Troubleshooting Windows VMs


This document describes the methods and tools available to resolve the following Compute Engine Windows virtual machine (VM) instance boot issues:

  • You can't connect to the VM using RDP, and troubleshooting is unsuccessful in resolving your connection.

  • The login screen has not appeared in a VM screenshot, and the VM does not appear to be making progress or performing an update.

  • You have encountered a blue screen error, frozen or erratically behaving VM under normal operation.

If you are experiencing issues connecting to Windows VMs, see Troubleshooting RDP.

Before you begin

  • Review the Microsoft Advanced troubleshooting for Windows boot problems for information about troubleshooting the Windows boot process.
  • If you haven't already, set up authentication. Authentication is the process by which your identity is verified for access to Google Cloud services and APIs. To run code or samples from a local development environment, you can authenticate to Compute Engine as follows.

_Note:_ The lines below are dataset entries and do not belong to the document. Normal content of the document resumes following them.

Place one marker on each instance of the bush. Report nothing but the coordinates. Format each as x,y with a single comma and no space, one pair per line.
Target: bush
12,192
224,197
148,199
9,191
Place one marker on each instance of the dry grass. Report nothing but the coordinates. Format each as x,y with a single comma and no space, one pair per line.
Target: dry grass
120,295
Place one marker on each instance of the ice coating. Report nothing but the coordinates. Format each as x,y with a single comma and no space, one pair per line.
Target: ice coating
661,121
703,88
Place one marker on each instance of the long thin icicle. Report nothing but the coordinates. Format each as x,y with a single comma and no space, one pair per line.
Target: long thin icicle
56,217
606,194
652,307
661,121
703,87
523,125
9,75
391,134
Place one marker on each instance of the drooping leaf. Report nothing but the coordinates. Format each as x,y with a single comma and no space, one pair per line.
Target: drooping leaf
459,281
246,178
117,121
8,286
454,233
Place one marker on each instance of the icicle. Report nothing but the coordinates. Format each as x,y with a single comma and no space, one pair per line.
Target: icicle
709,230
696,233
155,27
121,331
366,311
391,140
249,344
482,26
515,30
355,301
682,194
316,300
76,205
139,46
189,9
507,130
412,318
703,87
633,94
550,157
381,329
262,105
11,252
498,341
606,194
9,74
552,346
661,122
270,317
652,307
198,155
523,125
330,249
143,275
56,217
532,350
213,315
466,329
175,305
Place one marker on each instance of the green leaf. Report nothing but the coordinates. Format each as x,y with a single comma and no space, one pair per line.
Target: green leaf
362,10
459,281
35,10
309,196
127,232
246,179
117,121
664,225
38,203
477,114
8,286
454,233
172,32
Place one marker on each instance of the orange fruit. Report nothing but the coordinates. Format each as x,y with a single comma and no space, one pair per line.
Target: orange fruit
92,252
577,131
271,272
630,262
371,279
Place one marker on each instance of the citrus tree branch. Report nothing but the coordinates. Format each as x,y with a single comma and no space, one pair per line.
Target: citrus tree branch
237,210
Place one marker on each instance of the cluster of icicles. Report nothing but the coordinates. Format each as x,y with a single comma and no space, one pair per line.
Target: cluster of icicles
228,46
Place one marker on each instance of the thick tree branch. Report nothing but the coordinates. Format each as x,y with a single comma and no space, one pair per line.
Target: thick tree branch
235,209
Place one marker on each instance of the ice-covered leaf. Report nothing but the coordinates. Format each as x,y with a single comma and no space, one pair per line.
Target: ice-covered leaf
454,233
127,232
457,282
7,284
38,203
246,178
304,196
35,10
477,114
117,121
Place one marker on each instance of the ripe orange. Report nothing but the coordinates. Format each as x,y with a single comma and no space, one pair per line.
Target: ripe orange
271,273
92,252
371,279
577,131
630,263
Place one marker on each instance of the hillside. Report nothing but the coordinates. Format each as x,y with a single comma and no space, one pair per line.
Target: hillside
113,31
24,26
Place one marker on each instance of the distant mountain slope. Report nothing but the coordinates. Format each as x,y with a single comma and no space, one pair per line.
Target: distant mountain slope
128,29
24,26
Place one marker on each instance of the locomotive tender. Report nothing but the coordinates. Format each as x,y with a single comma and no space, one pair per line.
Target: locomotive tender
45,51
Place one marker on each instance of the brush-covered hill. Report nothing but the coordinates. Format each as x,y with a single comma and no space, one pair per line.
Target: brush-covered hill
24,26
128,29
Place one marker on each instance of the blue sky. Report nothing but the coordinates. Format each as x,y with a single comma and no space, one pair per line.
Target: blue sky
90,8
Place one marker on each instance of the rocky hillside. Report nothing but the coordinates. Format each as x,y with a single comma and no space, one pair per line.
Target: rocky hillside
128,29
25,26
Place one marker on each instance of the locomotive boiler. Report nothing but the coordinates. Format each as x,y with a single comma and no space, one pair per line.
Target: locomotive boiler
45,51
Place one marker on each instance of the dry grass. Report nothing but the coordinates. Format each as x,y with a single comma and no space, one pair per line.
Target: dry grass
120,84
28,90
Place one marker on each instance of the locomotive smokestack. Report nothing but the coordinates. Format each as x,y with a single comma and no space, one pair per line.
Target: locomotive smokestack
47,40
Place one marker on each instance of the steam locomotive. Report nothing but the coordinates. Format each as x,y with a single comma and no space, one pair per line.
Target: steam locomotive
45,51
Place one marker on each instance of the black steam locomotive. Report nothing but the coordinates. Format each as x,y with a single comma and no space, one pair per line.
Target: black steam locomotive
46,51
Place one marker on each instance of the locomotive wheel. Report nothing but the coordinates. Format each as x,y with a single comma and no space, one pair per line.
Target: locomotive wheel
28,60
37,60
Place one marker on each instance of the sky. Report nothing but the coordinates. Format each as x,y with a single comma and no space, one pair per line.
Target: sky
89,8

    Select the tab for how you plan to use the samples on this page:

    Console

    When you use the Google Cloud console to access Google Cloud services and APIs, you don't need to set up authentication.

    gcloud

    1. Install the Google Cloud CLI, then initialize it by running the following command:

      gcloud init
    2. Set a default region and zone.

Using the Advanced Boot Options menu

If Windows doesn't start correctly, use the Advanced Boot Options menu to access safe mode or complete an online repair of the operating system. For more information, see Advanced startup options.

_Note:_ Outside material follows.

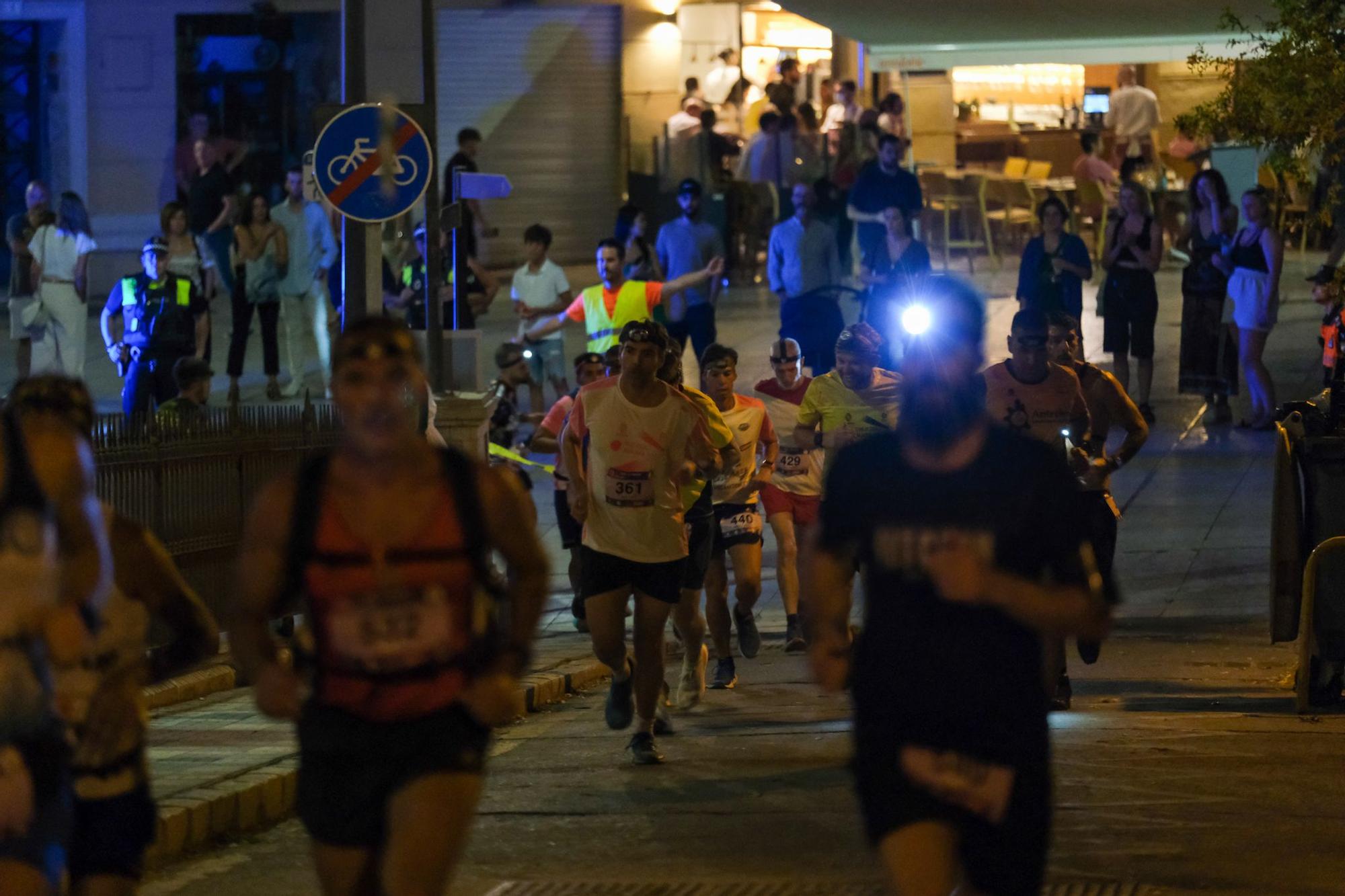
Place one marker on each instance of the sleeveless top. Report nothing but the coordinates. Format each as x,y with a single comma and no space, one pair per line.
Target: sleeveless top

To enter the Advanced Boot Options menu on your Windows VM, complete the following procedure:

  1. Enable a display device for the VM if you haven't already.
  2. Connect to the VM's interactive serial console.

  3. Restart the VM using one of the following methods:

    Console

    1. In the Google Cloud console, go to the VM instances page.

      Go to VM instances

    2. Click the name of the VM you want to restart. The VM instance details page opens.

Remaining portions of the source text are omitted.